Kelle Koltukta Tekfur Eşikte

Dr. Murat Ergüven-Araştırmacı

KELLE KOLTUKTA TEKFUR EŞİKTE

Hz. Peygamber SAV’in soyundan geldiği rivayet edilen Seyyid Bilâl (?-?), İstanbul’un fethi için 700’lü yıllarda yola düşen mücahidlerdendir.

Seyyid Bilal hazretleri, İstanbul’u fethetmek isteyen Ömer bin Abdülaziz (679-720)’in ordusunda ordu komutanıydı.

Ömer bin Abdülaziz, İstanbul’u fethi düşüncesini açıklamak üzere yaptığı toplantıda, ordu komutanlarına ve devlet ileri gelenlerine: “İslam’ı gönderen Allahû Teâlâ nasıl olsa O’nu koruyacak ve muzaffer edecektir.

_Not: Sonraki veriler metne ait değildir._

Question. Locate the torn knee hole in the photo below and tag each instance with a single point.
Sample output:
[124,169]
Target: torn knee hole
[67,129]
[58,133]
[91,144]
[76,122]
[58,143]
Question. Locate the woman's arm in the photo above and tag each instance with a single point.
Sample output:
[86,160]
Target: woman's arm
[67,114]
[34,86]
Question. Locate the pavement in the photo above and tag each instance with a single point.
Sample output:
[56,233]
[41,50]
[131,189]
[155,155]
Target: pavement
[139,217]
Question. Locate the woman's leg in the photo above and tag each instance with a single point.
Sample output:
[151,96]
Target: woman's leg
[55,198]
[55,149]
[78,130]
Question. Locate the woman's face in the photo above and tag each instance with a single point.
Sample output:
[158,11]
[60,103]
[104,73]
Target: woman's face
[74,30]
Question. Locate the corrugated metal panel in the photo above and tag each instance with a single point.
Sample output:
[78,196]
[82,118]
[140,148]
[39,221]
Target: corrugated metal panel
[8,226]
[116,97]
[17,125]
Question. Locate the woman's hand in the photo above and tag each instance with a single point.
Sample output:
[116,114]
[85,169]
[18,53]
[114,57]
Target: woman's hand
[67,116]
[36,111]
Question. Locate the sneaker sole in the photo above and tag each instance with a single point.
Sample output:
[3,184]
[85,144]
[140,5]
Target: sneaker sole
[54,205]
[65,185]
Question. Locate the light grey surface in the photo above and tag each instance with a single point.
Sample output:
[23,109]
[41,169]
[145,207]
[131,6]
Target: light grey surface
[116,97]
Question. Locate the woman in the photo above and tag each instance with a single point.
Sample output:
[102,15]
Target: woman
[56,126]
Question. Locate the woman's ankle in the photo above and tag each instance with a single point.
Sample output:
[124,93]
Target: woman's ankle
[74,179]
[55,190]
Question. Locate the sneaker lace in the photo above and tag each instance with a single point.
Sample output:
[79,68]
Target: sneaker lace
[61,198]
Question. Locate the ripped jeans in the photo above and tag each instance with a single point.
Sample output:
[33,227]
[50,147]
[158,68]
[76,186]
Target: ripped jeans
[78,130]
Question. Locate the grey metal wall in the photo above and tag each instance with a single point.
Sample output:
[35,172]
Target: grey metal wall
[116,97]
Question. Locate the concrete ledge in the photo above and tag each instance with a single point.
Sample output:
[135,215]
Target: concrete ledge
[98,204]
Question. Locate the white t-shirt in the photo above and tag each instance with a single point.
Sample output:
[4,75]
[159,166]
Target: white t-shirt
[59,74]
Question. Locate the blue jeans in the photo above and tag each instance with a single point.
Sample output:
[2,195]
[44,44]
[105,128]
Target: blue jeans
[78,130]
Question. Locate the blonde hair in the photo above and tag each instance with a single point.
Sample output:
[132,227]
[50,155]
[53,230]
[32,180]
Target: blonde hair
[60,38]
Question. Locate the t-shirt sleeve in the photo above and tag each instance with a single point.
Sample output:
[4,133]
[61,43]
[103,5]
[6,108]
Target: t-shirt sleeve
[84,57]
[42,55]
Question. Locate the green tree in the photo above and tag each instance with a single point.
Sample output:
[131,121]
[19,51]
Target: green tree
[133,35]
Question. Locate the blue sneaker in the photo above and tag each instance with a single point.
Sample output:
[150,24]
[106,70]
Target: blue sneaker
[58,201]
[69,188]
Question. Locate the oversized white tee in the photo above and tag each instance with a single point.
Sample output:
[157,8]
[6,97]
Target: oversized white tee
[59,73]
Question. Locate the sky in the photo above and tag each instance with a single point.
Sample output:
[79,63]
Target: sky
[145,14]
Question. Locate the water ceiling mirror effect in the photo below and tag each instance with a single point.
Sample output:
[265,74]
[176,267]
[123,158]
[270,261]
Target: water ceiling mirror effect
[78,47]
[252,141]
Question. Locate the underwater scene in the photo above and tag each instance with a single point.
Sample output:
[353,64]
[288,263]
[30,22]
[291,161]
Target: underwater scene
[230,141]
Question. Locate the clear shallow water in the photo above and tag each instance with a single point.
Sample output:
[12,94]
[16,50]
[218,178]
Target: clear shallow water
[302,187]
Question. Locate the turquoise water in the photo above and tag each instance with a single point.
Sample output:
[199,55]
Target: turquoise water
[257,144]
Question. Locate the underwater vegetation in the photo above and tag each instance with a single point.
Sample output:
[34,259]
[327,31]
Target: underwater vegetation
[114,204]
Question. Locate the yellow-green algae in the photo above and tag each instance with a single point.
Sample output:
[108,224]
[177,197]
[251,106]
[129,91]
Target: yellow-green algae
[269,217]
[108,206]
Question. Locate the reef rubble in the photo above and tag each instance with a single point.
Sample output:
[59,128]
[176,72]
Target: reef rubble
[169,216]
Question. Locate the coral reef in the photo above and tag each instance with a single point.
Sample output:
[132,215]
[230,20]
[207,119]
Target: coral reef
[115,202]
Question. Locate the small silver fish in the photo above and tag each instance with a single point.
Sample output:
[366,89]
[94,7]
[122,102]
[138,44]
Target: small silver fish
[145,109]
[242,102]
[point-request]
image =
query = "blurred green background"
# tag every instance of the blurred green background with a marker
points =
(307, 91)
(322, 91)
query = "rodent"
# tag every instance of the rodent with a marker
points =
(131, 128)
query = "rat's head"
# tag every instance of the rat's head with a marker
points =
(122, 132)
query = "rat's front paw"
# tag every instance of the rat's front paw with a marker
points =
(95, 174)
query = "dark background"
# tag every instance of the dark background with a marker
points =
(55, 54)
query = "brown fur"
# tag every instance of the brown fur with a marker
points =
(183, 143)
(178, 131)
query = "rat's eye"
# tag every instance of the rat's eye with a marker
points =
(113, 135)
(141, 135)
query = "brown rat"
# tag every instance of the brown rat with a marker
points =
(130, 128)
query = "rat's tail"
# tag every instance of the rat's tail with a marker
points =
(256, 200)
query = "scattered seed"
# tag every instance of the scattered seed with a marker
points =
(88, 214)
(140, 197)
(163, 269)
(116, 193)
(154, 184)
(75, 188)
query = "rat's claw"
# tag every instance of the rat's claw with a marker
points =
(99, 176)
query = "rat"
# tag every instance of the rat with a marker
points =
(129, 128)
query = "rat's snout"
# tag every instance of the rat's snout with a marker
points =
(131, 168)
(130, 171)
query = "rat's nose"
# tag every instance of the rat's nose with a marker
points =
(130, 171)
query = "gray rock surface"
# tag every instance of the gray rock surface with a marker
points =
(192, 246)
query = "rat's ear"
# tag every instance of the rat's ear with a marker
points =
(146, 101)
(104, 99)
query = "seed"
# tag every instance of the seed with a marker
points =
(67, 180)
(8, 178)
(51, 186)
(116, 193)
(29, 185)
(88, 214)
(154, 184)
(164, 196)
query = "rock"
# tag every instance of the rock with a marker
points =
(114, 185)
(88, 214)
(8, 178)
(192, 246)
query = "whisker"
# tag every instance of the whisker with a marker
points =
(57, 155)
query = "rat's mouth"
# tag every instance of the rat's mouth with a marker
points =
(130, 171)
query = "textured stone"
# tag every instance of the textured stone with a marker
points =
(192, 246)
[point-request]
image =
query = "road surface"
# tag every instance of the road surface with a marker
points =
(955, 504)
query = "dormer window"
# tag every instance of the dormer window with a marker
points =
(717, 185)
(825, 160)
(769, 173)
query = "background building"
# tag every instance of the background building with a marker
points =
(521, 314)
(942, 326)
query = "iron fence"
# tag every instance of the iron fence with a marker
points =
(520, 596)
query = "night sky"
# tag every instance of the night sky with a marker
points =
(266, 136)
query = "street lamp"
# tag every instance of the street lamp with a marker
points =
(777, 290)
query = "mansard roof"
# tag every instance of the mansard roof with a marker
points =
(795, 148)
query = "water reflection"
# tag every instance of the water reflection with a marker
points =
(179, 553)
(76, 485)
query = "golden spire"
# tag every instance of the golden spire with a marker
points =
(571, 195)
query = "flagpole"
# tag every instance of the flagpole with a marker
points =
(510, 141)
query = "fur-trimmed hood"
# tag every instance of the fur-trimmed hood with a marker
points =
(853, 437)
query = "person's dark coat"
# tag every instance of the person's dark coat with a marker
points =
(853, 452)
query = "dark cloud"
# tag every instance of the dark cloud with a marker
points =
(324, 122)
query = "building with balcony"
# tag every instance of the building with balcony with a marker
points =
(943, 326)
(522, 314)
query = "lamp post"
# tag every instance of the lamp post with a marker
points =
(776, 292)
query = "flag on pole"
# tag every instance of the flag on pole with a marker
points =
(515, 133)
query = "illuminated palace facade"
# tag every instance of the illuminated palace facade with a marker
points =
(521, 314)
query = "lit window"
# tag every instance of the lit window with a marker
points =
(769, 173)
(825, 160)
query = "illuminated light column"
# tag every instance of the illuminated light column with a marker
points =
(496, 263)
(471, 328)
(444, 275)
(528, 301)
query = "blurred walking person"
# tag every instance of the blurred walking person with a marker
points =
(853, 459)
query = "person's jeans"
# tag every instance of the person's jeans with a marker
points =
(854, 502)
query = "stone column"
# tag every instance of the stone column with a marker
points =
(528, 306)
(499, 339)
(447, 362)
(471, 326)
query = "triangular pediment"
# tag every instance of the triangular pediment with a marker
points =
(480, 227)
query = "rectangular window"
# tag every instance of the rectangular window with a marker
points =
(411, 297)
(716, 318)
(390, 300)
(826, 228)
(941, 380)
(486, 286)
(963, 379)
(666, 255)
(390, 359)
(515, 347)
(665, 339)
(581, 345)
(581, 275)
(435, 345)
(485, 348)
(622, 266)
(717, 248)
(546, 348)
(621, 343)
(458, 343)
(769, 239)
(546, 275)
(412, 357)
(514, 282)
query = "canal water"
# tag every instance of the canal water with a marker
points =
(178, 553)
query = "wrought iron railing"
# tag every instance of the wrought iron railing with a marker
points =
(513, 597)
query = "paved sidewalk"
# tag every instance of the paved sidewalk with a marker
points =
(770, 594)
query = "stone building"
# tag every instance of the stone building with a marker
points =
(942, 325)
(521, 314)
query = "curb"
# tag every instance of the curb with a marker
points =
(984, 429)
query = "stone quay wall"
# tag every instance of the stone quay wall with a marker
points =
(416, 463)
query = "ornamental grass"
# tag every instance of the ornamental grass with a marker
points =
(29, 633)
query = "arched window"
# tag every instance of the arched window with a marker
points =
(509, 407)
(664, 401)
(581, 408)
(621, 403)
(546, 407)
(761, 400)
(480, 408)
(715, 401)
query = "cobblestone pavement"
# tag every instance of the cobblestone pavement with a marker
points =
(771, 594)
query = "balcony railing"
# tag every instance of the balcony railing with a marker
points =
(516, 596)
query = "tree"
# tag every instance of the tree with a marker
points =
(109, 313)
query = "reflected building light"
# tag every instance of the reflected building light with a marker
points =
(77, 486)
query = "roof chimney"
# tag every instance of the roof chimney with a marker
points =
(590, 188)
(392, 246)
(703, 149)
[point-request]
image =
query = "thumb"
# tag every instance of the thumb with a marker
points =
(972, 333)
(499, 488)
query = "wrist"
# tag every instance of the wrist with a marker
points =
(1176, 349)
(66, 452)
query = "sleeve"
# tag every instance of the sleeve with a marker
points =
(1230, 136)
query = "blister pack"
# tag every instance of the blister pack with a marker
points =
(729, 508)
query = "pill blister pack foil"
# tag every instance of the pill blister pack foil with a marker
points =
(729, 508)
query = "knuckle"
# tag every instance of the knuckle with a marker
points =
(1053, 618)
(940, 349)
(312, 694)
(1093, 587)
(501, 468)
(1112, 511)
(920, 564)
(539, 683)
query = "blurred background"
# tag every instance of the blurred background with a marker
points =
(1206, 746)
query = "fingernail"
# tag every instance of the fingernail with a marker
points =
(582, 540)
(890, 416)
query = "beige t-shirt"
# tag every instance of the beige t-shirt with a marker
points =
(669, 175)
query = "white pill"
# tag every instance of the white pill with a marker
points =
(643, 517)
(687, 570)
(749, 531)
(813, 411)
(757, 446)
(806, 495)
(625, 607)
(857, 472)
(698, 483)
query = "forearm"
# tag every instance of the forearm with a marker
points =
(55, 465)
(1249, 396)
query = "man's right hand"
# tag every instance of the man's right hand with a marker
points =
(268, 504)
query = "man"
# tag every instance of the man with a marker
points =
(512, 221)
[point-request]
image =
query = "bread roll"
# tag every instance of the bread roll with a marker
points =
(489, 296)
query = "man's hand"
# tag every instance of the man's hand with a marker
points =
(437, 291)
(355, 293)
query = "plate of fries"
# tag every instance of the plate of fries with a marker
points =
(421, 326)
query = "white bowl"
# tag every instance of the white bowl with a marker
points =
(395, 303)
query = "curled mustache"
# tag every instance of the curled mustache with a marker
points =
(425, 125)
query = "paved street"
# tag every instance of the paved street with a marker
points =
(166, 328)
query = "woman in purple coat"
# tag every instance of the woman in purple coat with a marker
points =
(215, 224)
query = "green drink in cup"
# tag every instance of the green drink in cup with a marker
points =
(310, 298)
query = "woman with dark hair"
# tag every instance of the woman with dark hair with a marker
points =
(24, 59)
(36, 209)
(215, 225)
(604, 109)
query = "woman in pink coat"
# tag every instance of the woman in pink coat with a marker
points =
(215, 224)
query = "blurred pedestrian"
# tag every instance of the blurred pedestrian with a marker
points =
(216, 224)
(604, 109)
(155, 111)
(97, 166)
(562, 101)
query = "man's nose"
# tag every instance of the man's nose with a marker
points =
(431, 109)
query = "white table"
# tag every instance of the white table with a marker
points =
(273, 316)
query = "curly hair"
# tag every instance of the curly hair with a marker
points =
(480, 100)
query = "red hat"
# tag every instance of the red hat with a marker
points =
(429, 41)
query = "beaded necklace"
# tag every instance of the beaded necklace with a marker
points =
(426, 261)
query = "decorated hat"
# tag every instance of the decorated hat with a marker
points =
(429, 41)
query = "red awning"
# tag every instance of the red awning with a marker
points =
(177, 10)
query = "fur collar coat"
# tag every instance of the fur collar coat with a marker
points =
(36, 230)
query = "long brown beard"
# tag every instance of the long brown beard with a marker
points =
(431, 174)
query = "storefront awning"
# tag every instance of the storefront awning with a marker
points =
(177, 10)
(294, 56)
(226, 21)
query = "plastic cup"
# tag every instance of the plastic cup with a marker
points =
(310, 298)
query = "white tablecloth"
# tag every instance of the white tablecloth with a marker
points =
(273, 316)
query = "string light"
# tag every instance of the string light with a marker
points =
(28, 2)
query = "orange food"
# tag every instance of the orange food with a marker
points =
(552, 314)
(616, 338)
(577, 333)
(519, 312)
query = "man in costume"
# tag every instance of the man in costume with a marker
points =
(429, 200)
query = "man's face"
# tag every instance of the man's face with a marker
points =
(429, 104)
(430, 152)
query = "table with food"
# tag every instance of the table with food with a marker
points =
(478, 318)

Yalnız biz de O’na hizmetten mutlaka sorulacağız. Hz Peygamber’in müjdesi elbet gerçekleşecek, bir gün surlar mutlaka yıkılacak ama, ben istiyorum  ki, bu şerefe biz nail olalım.. Ordumuzun muzafferiyeti için sizlerin de görüşlerini almak istiyorum.” Dedi.

Bazı devlet adamlarının ve ordu komutanlarının görüşlerinin ardından, uzun boylu, geniş omuzlu, heybet ve vakar sahibi Seyyid Bilal de; Orduda yeni kuvvete ihtiyaç olduğunu, bunun için Orta Asya’dan cesur Türk savaşçılarının toplanıp orduya katılması gerektiğini ve bunun İstanbul’un fethinde çok işe yarayacağını belirtti.

Halife Ömer bin Abdülaziz, beğendiği bu teklifi değerlendirdi ve Seyyid Bilâl’i asker toplamak üzere Horasan’a gönderdi.

Seyyid Bilâl, bu orduyla denizden kısa zamanda İstanbul önlerine varmak istiyordu. Bunun için Karadeniz kıyılarında yeni limanlar inşaa ettirdi… Ancak deniz yolculuğu umdukları gibi gitmedi. Yola çıktıktan birkaç gün sonra şiddetli bir yağmur ve fırtınaya yakalanan donanma Sinop limanına sığınmak zorunda kaldı.

Seyyid Bilâl üç mücahidiyle birlikte, gemilerin bakımı, askerlerin dinlenmesi, her türlü emniyet ve güvenliklerinin sağlanması için bir kese altın vergi karşılığında tekfurla anlaşma yaptılar.

Öte yandan tekfur anlaşma yaptığı halde Müslümanların işini bir gece baskınıyla ansızın bitirmek istiyordu. Tekfur, en nişancı ve savaşçı askerleriyle, havanın karanlığından da yararlanarak saldırıya geçti. Seyyid Bilâl ve arkadaşları neye uğradıklarını şaşırdılar…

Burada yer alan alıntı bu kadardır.